The test substance was tested for mutagenicity with Salmonella thyphimurium strains TA 100, TA 1535, TA 1537, TA 1538 and TA 98. The mutagenicity studies were conducted in the standard plate (Ames Test) and in a modified preincubation test (Prival Test). The studies were performed in the absence and in the presence of a metabolising system derived from rat or hamster liver homogenate. A dose range of 8 different doses from 4 to 5000 µg/plate was used. Control plates without mutagen showed that the number of spontaneous revertant colonies was similar to that described in the literature.
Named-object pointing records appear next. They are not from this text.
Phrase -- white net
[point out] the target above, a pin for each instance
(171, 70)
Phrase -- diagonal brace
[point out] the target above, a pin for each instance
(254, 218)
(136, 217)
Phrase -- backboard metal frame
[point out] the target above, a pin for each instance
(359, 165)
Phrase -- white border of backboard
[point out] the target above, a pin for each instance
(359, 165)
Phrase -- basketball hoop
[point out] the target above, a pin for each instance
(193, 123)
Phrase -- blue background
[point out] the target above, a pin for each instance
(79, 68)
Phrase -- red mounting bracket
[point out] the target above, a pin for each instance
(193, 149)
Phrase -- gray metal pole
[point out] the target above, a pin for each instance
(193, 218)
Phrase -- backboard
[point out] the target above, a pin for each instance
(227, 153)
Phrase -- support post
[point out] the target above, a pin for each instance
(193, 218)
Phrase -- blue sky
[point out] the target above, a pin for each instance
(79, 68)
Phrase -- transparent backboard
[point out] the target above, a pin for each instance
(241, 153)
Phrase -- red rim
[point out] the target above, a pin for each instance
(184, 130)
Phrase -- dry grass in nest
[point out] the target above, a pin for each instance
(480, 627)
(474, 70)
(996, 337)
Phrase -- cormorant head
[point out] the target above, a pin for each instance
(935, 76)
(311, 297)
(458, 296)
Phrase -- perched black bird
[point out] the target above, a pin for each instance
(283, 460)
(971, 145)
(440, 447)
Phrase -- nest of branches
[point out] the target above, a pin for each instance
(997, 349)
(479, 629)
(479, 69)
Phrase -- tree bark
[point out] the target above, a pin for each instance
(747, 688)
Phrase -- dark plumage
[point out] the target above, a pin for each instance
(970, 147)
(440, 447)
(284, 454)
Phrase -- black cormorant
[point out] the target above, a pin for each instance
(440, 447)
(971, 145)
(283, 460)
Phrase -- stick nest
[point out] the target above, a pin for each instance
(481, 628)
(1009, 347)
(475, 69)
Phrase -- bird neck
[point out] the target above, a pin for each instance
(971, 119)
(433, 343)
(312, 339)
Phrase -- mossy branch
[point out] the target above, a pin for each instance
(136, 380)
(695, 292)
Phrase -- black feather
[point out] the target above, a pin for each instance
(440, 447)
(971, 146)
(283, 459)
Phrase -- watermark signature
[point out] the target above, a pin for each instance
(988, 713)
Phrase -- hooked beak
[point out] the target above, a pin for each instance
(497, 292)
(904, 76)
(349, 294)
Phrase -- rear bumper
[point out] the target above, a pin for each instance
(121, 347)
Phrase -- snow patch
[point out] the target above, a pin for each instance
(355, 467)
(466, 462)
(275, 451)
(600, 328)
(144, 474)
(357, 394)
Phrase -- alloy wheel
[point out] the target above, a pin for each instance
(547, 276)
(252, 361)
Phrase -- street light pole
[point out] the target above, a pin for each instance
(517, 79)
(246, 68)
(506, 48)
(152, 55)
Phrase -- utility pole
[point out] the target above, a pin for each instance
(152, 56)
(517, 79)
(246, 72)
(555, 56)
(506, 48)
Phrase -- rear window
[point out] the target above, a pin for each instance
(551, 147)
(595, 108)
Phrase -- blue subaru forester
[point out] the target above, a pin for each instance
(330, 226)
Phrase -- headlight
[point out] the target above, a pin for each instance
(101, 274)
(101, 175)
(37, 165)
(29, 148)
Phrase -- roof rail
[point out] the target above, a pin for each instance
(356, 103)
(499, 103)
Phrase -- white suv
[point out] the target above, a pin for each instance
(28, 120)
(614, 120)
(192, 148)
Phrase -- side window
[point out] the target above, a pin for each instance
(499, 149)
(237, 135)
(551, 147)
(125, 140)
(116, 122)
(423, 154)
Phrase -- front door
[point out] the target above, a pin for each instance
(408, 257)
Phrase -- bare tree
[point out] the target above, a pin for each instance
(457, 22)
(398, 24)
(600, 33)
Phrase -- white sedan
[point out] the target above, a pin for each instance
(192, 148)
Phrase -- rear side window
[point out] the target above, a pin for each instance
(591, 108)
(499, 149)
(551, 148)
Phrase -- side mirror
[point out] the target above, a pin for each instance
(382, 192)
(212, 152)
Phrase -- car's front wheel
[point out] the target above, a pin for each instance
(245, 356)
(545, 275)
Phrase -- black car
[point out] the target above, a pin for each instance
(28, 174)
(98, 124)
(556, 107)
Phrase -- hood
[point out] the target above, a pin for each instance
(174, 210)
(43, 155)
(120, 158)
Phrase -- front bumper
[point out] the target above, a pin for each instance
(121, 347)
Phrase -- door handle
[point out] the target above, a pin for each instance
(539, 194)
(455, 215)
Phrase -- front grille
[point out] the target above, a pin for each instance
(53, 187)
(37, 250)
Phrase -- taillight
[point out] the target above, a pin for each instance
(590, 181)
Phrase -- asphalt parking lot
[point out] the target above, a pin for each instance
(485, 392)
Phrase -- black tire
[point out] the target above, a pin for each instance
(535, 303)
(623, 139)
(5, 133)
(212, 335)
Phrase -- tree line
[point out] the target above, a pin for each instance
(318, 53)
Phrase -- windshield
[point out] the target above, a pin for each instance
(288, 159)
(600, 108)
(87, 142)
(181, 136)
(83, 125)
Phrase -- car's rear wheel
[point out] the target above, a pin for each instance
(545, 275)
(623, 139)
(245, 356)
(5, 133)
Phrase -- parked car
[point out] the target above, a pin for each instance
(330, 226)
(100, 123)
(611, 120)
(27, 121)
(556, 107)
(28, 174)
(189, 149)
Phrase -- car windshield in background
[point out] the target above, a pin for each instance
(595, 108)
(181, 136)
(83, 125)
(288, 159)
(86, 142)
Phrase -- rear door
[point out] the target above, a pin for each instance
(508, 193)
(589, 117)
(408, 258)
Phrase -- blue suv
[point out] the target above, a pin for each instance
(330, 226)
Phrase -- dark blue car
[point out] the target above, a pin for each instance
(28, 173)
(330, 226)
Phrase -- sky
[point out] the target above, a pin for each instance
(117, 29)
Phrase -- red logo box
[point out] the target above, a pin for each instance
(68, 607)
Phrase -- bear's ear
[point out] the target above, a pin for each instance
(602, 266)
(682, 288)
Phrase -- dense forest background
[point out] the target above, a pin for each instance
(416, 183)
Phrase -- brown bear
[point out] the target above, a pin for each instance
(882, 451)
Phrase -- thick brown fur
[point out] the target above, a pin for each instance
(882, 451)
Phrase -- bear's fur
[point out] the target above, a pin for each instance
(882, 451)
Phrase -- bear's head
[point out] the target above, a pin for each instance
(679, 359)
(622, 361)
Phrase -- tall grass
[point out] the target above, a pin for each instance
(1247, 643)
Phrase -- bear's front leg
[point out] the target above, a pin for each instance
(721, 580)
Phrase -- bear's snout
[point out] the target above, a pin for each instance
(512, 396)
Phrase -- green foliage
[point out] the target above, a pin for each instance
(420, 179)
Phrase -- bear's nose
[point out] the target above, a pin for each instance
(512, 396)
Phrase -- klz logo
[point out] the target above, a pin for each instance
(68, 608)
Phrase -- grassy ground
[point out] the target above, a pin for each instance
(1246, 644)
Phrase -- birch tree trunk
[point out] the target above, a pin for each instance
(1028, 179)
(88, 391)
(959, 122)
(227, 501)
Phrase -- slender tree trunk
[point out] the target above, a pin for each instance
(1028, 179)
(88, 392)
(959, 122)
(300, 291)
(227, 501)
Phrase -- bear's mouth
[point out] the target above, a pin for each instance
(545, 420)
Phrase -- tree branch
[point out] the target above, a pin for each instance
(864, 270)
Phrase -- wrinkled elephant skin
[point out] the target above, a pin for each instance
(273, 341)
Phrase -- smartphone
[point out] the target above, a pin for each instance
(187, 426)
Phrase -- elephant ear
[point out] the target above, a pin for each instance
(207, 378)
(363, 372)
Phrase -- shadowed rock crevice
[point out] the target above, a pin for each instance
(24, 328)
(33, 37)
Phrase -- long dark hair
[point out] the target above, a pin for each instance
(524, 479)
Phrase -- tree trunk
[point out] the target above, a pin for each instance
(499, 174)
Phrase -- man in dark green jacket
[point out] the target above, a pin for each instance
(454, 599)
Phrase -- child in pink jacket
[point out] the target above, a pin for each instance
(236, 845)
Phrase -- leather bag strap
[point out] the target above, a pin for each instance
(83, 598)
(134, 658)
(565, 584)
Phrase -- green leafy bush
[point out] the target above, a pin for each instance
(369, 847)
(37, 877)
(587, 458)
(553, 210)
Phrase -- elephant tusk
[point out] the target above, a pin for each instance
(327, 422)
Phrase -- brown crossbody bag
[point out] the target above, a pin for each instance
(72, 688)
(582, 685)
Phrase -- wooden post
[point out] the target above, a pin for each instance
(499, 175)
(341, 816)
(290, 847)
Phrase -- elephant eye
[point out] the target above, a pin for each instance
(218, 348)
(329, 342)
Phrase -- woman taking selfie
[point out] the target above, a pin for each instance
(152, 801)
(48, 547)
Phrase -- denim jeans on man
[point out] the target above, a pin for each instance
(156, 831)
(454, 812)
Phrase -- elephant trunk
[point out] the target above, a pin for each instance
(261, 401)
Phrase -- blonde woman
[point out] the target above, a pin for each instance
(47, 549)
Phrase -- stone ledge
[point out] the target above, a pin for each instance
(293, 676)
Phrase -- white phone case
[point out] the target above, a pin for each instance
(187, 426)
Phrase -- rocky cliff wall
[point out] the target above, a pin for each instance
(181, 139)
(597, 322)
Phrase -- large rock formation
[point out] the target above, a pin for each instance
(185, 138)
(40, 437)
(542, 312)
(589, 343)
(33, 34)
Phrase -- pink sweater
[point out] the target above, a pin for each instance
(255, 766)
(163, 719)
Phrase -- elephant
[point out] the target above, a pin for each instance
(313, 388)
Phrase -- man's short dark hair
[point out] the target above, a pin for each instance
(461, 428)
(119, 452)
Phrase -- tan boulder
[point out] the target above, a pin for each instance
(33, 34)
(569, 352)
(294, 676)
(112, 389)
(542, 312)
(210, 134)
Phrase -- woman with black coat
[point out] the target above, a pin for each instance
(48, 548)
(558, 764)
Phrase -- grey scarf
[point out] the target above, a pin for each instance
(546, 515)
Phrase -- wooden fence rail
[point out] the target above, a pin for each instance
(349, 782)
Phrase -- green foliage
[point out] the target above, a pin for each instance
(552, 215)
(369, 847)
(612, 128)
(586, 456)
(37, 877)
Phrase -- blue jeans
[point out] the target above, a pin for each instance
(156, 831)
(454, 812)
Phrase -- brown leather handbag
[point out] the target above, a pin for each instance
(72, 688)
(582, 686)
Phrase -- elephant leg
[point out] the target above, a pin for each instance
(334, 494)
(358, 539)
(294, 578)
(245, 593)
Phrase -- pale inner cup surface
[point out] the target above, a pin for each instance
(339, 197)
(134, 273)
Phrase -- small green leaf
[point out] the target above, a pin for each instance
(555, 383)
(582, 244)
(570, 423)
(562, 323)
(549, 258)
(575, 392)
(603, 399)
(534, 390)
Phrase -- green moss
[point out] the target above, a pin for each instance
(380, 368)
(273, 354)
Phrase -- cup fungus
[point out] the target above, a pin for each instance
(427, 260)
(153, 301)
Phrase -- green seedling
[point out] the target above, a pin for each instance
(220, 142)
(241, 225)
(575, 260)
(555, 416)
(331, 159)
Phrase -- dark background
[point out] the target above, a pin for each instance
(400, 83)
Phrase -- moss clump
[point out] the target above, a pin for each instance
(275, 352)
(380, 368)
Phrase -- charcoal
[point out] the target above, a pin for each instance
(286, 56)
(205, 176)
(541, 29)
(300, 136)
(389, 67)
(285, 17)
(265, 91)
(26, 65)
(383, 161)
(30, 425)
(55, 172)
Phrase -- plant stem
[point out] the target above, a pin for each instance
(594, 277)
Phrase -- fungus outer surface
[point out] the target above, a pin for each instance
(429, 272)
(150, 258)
All positive control compounds gave the expected increase in the number of revertant colonies.

- Toxicity:

The test compound proved to be toxic to the bacterial strains at 2500 µg/plate. 5000 µg/plate was chosen as top dose level for the mutagencity study.

- Ames Test:

In the absence of metabolic activation the test item gave a dose dependent increase in the number of revertant colonies with the bacterial strains TA 1538 and TA 98. In the presence of metabolic activation (rat S9 mix, 10%) treatment of the cells with the test substance results in relevant increases in the number of revertant colonies with TA 98 and TA 1538.

- Prival Test:

In the presence of hamster liver S9 mix the preincubation method according to Prival and in the presence of rat liver S9 mix (30%) using the standard plate test the test compound resulted in increases in the number of revertant colonies with tester strain TA 98 (TA 1538 was not tested).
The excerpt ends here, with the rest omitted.